In this new world, the customer does not simply see themselves as king. They are dictator. What they want, they want now, right now. If you’ve got slow webpages or slow processes, slow service, or slow whatever, then you are in danger of being left behind in history’s ash-heap.
Keeping up is no easy thing. Thirty-nine percent of technology workers are depressed, according to a TeamBlind survey published in December 2018. The survey found that Amazon employees are the most depressed. Not surprising. A customer-obsessed organization creates stress like fire creates smoke. Obsession and depression do more than rhyme.
In Ireland, an ESRI study found that job stress is more common among people who are more likely to experience emotional demands such as dealing with angry customers. They were 21 times more likely to experience job stress than staff who face low emotional demands.
Customer experience is a contact sport, and the ego can get very bruised by dismissive or ungrateful customers. Humility, inquisitiveness and the ability to listen are difficult skills to acquire.
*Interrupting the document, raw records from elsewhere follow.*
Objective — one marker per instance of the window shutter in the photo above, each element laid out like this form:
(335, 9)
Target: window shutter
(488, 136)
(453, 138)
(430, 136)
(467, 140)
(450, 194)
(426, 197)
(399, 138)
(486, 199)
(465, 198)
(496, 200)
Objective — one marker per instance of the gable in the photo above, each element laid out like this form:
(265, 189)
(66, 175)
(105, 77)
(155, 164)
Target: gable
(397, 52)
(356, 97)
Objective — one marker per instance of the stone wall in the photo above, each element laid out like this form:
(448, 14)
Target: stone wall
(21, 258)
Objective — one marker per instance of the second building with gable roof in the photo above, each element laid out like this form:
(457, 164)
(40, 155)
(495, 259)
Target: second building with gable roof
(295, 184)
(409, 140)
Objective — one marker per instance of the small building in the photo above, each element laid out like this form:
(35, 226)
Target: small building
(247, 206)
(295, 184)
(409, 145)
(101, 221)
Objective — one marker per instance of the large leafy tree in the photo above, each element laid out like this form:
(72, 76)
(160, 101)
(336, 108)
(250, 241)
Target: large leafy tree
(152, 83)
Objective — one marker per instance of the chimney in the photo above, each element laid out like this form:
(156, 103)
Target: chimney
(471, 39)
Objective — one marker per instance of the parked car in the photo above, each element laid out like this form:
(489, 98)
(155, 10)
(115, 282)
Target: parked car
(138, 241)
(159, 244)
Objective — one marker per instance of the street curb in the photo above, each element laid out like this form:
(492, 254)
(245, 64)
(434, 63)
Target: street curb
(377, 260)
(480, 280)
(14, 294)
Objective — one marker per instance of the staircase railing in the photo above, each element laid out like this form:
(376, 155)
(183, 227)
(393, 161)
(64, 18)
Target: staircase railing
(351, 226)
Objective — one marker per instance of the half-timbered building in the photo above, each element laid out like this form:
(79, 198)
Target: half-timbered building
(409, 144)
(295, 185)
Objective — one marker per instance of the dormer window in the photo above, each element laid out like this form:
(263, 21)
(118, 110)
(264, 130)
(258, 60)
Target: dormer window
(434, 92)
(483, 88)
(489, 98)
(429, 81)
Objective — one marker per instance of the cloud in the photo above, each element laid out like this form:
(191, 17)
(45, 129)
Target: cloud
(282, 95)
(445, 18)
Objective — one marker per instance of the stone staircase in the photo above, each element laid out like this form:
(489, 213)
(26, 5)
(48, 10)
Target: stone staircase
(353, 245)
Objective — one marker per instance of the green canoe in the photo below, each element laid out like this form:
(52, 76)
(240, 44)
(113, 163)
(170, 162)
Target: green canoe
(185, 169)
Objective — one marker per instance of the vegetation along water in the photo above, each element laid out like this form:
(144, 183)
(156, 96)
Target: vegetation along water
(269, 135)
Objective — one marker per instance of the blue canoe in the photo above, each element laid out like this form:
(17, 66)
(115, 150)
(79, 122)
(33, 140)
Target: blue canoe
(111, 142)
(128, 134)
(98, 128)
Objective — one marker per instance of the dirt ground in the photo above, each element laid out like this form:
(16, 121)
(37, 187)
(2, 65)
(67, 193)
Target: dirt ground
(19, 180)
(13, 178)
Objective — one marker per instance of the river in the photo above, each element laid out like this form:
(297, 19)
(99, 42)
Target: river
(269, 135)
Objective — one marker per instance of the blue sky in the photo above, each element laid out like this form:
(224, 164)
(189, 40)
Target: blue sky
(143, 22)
Customer experience can also be a career-limiting profession. Eight out of 10 organizations I deal with do not want to listen to their customers in any meaningful way. Those who champion customers within such organizations are often seen as troublemakers. In such organizations, those who deal most regularly with customers, such as those in service or support, are often the least respected and receive the lowest pay. That’s a perfect recipe for stress.
If you’re in digital, you’re in service. A service culture means putting the customer first. That’s what customer experience is about.
If you’re going to put the customer first, you must also put those who serve the customer first. You must celebrate successful service. Staff need to hear about how things they have done have improved the customer experience. They need to regularly hear about what is working. If someone goes to a major effort to delight a customer, they must be celebrated. If someone simplifies a form they must be celebrated. If someone simplifies content, making it faster and easier to read, they must be celebrated. Customer success must become synonymous with employee success. Those who champion customers should be championed. Putting the customer first must become synonymous with putting your career first.
The impatient, disruptive and skeptical customer is here to stay. Celebrating employees who improve customer experience will not eliminate job stress, but it will go some way to reducing it by making people feel that it was worth the effort.